2D MnTiX2 (X = F/Cl/Br) monolayers: Robust valley-polarized quantum anomalous Hall insulators with high transition temperatures and wide bandgaps

Abstract

The valley-polarized quantum anomalous Hall (VP-QAH) materials, which combine valley polarization and the quantum anomalous Hall (QAH) effect, are of both fundamental and technological importance due to their potential applications for nanoscale devices. Here, we explored the stability, magnetic, and topological properties of two-dimensional MnTiX2 (X = F/Cl/Br) monolayers based on first-principles calculations. Our results show that all the structures have robust antiferromagnetic orders with large magnetic anisotropic energies and high transition temperatures (480–670 K). In the absence of spin–orbital coupling (SOC), the MnTiX2 monolayers represent antiferromagnetic quadratic crossing semimetals.

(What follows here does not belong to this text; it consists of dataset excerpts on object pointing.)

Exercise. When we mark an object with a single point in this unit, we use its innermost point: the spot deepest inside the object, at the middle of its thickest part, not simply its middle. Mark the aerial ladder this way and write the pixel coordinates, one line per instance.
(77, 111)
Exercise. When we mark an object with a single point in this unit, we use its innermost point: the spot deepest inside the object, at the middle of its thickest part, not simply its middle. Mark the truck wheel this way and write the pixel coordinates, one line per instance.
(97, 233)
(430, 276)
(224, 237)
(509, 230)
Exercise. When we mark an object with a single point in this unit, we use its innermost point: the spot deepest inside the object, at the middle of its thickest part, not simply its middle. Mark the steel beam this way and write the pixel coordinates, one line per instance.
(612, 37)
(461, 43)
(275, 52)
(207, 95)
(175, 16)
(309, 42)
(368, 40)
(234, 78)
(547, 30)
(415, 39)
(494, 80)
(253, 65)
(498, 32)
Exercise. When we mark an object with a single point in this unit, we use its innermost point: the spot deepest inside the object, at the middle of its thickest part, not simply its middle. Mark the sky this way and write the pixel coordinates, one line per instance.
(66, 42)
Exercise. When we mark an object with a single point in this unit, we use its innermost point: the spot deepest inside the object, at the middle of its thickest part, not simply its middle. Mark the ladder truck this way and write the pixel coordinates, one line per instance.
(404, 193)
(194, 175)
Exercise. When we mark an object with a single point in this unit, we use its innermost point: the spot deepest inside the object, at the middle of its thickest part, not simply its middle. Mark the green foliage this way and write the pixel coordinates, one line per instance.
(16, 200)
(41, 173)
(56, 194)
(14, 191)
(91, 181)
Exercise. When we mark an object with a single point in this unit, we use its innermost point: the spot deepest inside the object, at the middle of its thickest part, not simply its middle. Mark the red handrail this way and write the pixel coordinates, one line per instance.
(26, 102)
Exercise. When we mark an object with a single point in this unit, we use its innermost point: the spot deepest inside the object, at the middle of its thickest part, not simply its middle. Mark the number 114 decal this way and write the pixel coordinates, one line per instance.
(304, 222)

In the presence of SOC, the quadratic crossing points of the systems are opened with sizable bandgaps (> 0.5 eV), and they are transformed to be QAH insulators with |C| = 1. Moreover, the MnTiF2 monolayer is found to be a spontaneous VP-QAH semiconductor due to the time reversal symmetry and inversion symmetry being broken. These insights provide an ideal platform for achieving VP-QAH materials for dissipationless transport and quantum computing.